Hallway
They’d given Sirius the room furthest from the stairs. James could reason that this served multiple purposes: less foot traffic made for less noise, less cause for paranoia on both ends; it gave him more time to realize his surroundings before encountering other people.
So, logically, he shouldn’t resent the distance. He knew that. Of course he knew that.
Pointer.
The hallway was long and cold, the air sparse and seemingly repelled by James’s lips. All he had to do was go down the hallway, turn, and open the door.
Middle.
James took a step. The door to his room stood ajar, the fireplace crackling. He forced himself to push it out of his peripherals, and take three steps so that it was behind him and he couldn’t long for it.
He’d been trying to go to Sirius for a week and two days. On the first day, he’d given into the suffocating comfort of his sheets, freshly washed but never any less stained with guilt.
On the second day, he’d learned that three mindless steps was enough to convince himself he was trying.
On the fifth day, he’d tried to be James Potter. He’d shoved his hands into his pockets and sauntered right up to the hallway. It was late at night, and the only light in the hallway was flickering under Sirius’s doorway. He began to shake, but he managed to get to the door before he touched his fingers, and then they flew. Pinkie, ring, middle, pointer, middle, ring, pinkie, ringmiddlepointermiddle-
No. Sirius was probably trying to sleep. It was 9 pm. Even though he’d never been in bed before 10 in all the time James has known him, he could very well be in bed.
James dashed back to his room and promised the thickening air that he’d try again tomorrow.
Oddly, his mother had only brought it up once, and really not even directly. She’d handed him two mugs and gave him a strange look, saying to bring one to Sirius. James had shaken out an excuse, something about being just about to leave for Pete’s, and slammed into the doorway in his haste, slamming open the front door, the snow seeping through his socks, leaving his blood running somehow colder than it had since the fireplace delivered the broken, jagged shards of a maimed Sirius.
With his breath clouding and his heaving sobs insulated by the snow so that they could never escape his throat, he fell to his knees in the snow and cried. He cried for his friend, for what he’d lost, for how he’d been starved, for the horrors he would never again have to endure but would never stop enduring. He cried for his helplessness, and for his guilt, and the visions of blood and bone that sat between his iris and the end of the night. He cried for the week and 14 hours he’d let his selfishness and fear leave Sirius alone, and he cried for his own loneliness, for how isolating it was to be insufficient.

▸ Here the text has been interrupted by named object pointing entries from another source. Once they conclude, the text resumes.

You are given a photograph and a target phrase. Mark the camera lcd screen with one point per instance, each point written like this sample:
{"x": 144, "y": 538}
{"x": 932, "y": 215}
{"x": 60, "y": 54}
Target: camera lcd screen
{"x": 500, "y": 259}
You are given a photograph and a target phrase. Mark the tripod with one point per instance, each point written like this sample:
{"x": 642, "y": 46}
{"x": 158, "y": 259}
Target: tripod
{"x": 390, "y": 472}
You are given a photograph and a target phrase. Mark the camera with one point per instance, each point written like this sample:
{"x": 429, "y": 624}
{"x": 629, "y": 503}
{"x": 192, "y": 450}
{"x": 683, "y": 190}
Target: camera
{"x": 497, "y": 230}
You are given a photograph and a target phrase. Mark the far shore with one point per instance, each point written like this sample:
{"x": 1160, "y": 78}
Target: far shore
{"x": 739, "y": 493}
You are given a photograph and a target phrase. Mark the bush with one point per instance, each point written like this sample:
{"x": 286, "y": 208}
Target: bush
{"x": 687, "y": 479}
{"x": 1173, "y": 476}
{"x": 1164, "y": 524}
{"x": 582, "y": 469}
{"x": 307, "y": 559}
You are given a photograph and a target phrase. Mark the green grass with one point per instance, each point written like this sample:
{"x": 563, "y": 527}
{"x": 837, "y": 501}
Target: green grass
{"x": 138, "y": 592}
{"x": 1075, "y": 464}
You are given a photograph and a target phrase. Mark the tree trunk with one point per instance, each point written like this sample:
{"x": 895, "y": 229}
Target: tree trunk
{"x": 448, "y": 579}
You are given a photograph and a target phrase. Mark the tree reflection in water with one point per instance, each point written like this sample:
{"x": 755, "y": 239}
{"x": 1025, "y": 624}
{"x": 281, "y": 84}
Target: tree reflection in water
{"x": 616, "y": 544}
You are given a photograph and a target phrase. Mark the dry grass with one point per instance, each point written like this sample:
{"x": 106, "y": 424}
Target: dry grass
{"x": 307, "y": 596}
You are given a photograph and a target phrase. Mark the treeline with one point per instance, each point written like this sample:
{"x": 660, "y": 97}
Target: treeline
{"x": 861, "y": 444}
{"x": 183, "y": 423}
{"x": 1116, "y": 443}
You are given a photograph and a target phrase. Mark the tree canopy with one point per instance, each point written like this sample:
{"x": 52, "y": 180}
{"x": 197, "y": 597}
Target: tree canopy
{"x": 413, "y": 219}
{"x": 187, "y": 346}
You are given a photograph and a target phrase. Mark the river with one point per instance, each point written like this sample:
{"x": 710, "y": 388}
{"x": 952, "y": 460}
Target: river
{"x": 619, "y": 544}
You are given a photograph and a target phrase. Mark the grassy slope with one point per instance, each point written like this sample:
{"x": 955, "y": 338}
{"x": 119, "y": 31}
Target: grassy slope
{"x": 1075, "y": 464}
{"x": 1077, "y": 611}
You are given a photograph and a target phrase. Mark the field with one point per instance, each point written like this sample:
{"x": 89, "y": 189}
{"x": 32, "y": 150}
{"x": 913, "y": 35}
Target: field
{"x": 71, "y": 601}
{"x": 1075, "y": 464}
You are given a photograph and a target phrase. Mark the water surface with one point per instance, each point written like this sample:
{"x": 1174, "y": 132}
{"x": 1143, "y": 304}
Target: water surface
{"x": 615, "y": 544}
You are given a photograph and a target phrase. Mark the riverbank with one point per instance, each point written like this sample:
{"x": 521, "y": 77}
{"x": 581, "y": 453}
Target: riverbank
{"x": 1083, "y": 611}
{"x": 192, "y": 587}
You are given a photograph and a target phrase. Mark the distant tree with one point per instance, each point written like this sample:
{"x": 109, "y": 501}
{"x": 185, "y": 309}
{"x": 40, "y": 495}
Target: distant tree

And when he couldn’t feel his toes or his tears freezing anymore, when all that filled the crisp dusk air was hiccups and the soft snow settling over the cries of his soul begging for reprieve, he stood shakily, walked into the house silently, ran a warm bath for himself, and sat.
He felt empty. Like the tears had taken everything from him, good or bad or anything between. And when he rose from the bath, his limbs warm enough to move, his eyes and his head were clear of saltwater agitation. And there was only path, one place to go.
His cotton pajamas were soft on his skin, whispering as he slid his shirt over his head as if to assure the thought.
He didn’t need a deep breath, didn’t need a mantra, didn’t need any precedent. His fingers were still. He didn’t care if he was asleep. It was as if something had been woken when he’d lost everything. Not in the snow, no; when Sirius had laid on the living room carpet, blood staining carpet and naivety, something had been pushed up his throat to sit on the backs of James’s teeth like plaque he could never scrape away.
He knew now. He knew. And he was nauseated to think that all this time, Sirius had known. It had pumped through his veins as if he breathed it in as vitally as oxygen, yet James had blinked away the stinging acidity of it as if he didn’t stare it right in the face like a wide-eyed child.
Everything came with its price. Tangible or not, the earth had a visceral debt that everything born from it had to pay. Blood and teeth and tears, you payed.
And stepping through the doorway to Sirius, James knew. There was no James or James Potter. There was nobody better than anyone else, no exception from the payment. There was just people who knew how to be better than the abhorrent things that lurked in the loss of blissful ignorance, and those that succumbed to it.
And James would not let it consume him any longer.
So, stepping through the doorway to Sirius, James let all parts of himself come back to him and fill the gaps that had been left by the things that went down the drain with his bath water.
And though he didn’t know yet, he would let the light of his love guide him to be better.